The inference and observation stages are consistent with the two basic operations that Dewey claimed constituted inquiry. In an academic conversation that is a true inquiry, the conversation will move back and forth between these until there is sufficient consensus to fix the inference.

Some examples from Clarà’s classroom transcripts might make the stages clearer. The class was trying to figure out what causes tooth decay. This was the “direction,” or gap in collective understanding. At the end of a previous lesson, the discussion had “fixed” the proposition that little creatures in your mouth cause cavities so the teacher led them to recall what had been fixed. She then labeled the little creatures as bacteria and then created a new “direction” by asking what bacteria are like.

A student then made the inference that they are living beings. This led to observations of the facts surrounding living beings—that they move and eat. One student then connected these observations about movement and eating to the original “direction” and made the inference that bacteria eat the tooth. Consensus was reached on this inference and it was fixed by being written on the whiteboard.

The teacher then initiated a new direction by inviting the students to compare bacteria to another living being and a student suggested a dog. At this point, a student made the observation that dogs excrete. This led another student to make a further inference:

“Ah! That’s it! That’s how they eat away at the tooth!...They eat away at it when they poop.”

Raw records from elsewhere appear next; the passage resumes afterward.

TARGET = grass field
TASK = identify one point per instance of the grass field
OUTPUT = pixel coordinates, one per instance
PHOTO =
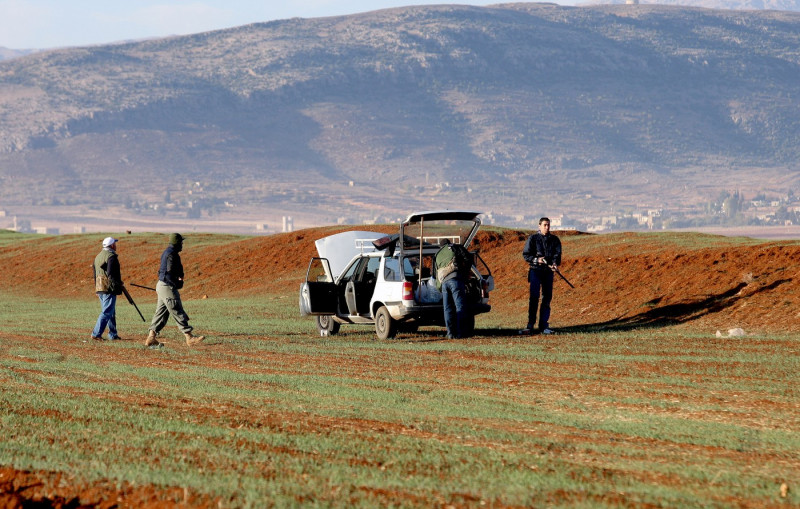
(635, 403)
(267, 413)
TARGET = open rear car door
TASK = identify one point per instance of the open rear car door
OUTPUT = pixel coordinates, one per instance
(318, 292)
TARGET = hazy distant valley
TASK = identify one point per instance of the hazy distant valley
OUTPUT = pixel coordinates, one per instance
(650, 115)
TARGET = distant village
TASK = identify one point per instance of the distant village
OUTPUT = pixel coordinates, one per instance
(729, 210)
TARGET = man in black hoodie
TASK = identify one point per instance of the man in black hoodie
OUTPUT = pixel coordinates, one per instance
(543, 253)
(170, 280)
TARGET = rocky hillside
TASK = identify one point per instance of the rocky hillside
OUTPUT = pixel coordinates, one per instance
(512, 107)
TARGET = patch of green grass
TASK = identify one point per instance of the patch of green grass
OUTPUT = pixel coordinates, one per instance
(268, 413)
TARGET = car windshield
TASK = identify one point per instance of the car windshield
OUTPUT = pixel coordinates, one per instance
(435, 232)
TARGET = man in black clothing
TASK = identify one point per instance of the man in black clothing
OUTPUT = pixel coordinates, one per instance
(543, 254)
(170, 280)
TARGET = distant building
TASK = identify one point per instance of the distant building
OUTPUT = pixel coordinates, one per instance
(288, 224)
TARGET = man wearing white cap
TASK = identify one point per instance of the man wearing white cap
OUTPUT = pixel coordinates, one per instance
(107, 285)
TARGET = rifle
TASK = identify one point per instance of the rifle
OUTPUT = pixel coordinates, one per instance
(145, 287)
(554, 269)
(130, 299)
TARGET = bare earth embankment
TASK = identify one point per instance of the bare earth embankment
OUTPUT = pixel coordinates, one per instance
(691, 283)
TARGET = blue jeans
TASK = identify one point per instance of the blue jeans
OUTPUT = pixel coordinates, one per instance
(454, 298)
(108, 316)
(540, 281)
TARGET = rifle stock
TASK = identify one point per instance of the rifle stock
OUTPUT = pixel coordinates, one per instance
(561, 275)
(130, 299)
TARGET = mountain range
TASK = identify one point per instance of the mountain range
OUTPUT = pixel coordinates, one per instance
(515, 109)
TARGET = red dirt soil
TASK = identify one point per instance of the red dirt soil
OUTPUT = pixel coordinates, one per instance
(621, 281)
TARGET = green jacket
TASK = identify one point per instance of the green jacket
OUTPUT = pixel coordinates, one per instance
(107, 278)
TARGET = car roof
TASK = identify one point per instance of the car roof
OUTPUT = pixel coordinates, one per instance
(340, 248)
(433, 215)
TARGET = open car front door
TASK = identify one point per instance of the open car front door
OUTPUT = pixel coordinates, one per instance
(318, 292)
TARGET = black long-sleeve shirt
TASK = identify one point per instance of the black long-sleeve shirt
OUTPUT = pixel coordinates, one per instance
(546, 246)
(171, 269)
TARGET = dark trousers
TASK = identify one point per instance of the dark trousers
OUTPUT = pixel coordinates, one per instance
(541, 281)
(454, 298)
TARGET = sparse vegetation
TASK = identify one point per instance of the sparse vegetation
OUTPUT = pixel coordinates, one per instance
(635, 402)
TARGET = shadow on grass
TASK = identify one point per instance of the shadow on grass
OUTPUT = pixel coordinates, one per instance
(674, 314)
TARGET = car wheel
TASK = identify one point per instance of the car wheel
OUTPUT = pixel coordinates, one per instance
(385, 326)
(412, 327)
(327, 326)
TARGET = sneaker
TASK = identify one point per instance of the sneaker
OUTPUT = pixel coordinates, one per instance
(192, 340)
(151, 341)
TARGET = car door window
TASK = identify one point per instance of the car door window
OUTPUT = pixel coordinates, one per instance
(391, 270)
(348, 273)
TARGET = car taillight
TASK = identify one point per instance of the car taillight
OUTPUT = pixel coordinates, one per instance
(408, 291)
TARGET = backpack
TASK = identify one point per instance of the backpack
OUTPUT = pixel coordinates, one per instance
(458, 260)
(461, 258)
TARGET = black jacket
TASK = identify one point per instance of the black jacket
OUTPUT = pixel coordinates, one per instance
(171, 270)
(547, 246)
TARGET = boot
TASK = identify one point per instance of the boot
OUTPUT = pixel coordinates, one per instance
(191, 339)
(151, 341)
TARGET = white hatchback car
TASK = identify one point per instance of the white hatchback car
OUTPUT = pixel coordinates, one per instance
(364, 277)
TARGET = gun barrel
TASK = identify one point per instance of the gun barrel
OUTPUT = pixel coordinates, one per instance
(145, 287)
(130, 299)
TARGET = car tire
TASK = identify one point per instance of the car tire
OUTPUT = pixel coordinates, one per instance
(385, 325)
(327, 326)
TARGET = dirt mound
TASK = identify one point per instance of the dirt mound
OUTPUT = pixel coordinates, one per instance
(621, 280)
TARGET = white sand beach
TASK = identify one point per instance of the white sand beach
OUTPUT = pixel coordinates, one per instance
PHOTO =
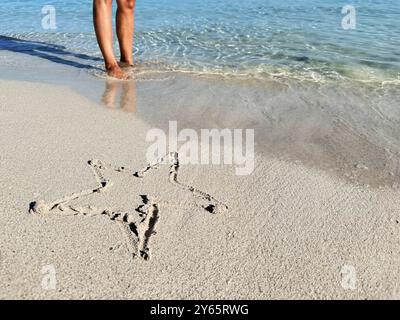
(323, 199)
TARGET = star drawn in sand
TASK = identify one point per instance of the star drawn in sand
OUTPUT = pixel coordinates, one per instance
(139, 224)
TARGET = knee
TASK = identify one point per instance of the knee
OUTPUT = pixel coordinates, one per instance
(126, 5)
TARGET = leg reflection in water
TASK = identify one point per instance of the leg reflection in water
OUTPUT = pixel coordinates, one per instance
(127, 101)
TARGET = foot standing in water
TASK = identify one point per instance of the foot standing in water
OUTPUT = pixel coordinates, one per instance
(102, 18)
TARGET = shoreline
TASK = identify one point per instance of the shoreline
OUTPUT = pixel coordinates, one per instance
(290, 228)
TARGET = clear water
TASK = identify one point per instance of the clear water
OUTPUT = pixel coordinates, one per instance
(258, 38)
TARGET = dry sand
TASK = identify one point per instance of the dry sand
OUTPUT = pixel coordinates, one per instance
(292, 229)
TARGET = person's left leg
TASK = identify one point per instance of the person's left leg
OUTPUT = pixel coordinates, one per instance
(125, 29)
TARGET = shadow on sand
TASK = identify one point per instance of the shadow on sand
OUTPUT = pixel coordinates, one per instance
(52, 52)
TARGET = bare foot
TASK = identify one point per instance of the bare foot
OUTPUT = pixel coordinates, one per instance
(125, 64)
(115, 71)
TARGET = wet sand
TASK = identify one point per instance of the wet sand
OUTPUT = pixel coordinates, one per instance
(323, 195)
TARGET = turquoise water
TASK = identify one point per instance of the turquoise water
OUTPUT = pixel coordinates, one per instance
(258, 38)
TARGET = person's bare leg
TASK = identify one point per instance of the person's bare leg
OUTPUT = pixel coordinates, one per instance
(125, 29)
(102, 18)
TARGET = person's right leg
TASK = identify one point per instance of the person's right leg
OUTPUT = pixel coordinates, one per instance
(102, 18)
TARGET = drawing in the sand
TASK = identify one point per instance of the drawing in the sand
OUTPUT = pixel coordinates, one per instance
(139, 225)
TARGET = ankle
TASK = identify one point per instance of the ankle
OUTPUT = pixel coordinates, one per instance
(111, 65)
(126, 61)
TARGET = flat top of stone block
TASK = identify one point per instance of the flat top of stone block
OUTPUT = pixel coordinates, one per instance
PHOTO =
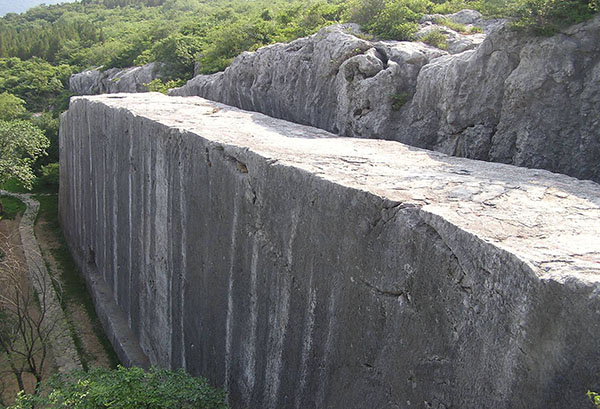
(549, 221)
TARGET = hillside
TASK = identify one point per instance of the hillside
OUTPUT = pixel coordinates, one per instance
(9, 6)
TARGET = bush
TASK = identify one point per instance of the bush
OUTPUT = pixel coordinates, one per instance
(125, 388)
(546, 17)
(157, 85)
(398, 19)
(459, 28)
(48, 180)
(435, 38)
(399, 99)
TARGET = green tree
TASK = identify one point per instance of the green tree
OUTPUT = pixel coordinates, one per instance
(11, 107)
(125, 388)
(21, 143)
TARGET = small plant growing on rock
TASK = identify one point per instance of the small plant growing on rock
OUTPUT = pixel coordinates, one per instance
(595, 398)
(452, 25)
(436, 39)
(399, 99)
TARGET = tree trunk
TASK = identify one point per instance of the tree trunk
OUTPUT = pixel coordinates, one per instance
(19, 377)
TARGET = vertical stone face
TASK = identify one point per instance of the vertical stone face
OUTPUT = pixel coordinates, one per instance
(301, 272)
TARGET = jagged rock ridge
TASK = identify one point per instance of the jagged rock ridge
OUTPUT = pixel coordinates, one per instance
(527, 101)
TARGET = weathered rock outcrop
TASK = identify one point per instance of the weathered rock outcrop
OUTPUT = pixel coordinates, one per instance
(304, 271)
(114, 80)
(527, 101)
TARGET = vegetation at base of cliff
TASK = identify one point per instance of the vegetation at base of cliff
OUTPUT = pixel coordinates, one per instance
(73, 285)
(124, 388)
(12, 207)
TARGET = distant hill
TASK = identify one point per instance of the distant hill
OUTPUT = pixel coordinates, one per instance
(20, 6)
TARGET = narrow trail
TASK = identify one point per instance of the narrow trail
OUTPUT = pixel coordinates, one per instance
(63, 348)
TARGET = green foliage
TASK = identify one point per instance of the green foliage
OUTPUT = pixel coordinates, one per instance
(21, 143)
(12, 207)
(11, 107)
(36, 81)
(392, 19)
(125, 389)
(158, 85)
(435, 38)
(546, 17)
(49, 124)
(48, 179)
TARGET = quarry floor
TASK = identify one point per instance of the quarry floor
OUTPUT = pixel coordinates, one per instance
(92, 347)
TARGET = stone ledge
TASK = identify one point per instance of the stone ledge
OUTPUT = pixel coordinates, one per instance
(548, 220)
(298, 269)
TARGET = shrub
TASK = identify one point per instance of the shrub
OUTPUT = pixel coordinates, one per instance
(125, 388)
(436, 38)
(157, 85)
(48, 180)
(460, 28)
(399, 99)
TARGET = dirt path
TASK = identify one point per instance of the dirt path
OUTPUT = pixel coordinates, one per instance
(62, 346)
(10, 237)
(91, 350)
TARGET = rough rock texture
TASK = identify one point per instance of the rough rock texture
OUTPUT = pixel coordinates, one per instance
(114, 80)
(531, 102)
(300, 270)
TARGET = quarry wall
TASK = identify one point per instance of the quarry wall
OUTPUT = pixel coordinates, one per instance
(301, 270)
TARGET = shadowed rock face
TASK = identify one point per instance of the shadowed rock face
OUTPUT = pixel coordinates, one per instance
(114, 80)
(530, 102)
(300, 270)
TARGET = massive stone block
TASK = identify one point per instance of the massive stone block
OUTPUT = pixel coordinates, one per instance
(302, 270)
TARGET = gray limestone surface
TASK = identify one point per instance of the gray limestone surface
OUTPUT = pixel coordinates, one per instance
(510, 98)
(302, 270)
(114, 80)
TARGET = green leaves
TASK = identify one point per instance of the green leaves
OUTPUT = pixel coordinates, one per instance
(126, 388)
(21, 143)
(11, 107)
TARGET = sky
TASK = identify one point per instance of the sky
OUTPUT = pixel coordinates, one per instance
(19, 6)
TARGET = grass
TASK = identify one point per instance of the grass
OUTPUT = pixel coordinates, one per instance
(74, 289)
(13, 185)
(12, 207)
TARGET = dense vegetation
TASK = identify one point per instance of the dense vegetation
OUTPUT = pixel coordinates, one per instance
(41, 48)
(124, 388)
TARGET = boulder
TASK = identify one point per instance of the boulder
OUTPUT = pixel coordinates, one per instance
(512, 98)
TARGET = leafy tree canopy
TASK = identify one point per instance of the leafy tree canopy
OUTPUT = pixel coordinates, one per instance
(21, 143)
(11, 107)
(125, 388)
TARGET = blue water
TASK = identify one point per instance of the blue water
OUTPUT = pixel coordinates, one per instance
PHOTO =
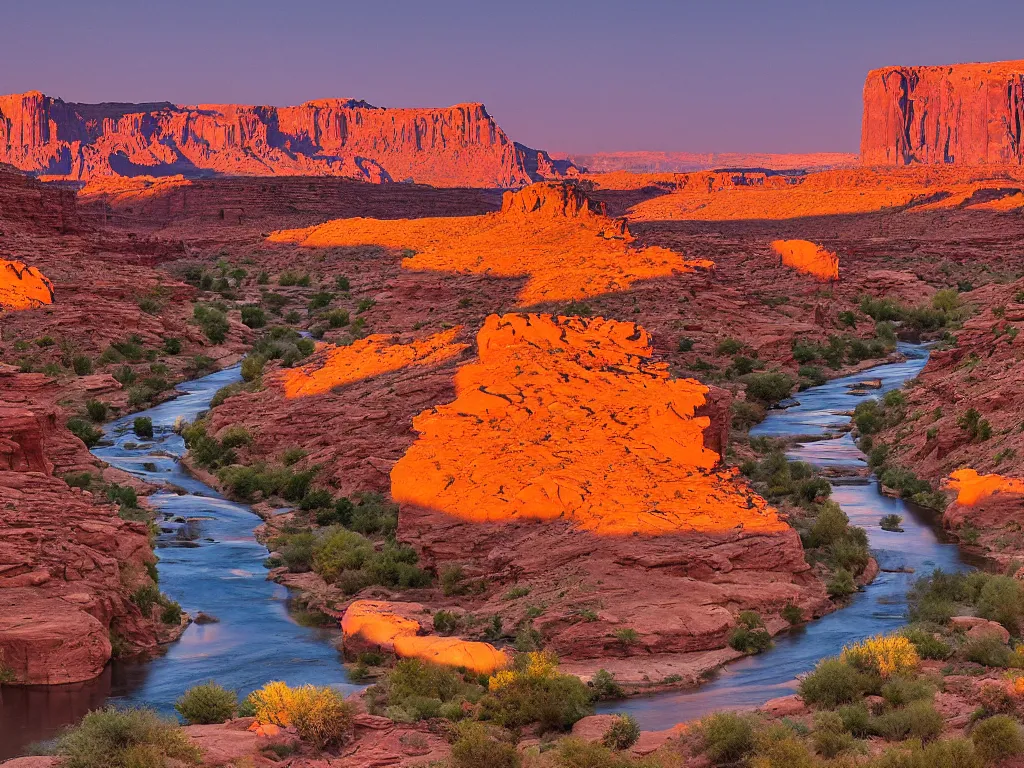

What might this mean for our classrooms?

Clarà discusses how this process progressively expands the stock of propositions accepted as valid by the group, which maximizes the base from which new thinking can proceed and new conclusions can be drawn. But how useful is the structure really?

In the class observed, the teacher played the role of setting direction and of inviting consensus and fixation. Thus, for whole-class discussion, an awareness of how this pattern can unfold may help us as teachers specifically set directions that open gaps in the understanding of the class, explicitly invite consensus, and explicitly “fix” the propositions that have achieved consensus in a public space so they can become the building blocks of further thinking.

This may be as far as we might get with younger students, but couldn’t we train older students to understand the pattern? If we set an initial direction for the conversation, could we train them to recognize an inference, to then stop and explore the fact base around that inference, allowing it to evolve as it is tested against facts. Then to explicitly check for consensus in the group on the final version of the inference before recording it together as the basis for further thinking?

Imagine how different group academic conversations could look if students explored each other’s inferences in this way. They could move from cumulative talk which Reznitskaya and Gregory have called pseudoinquiry to the meaningful construction of collective understanding.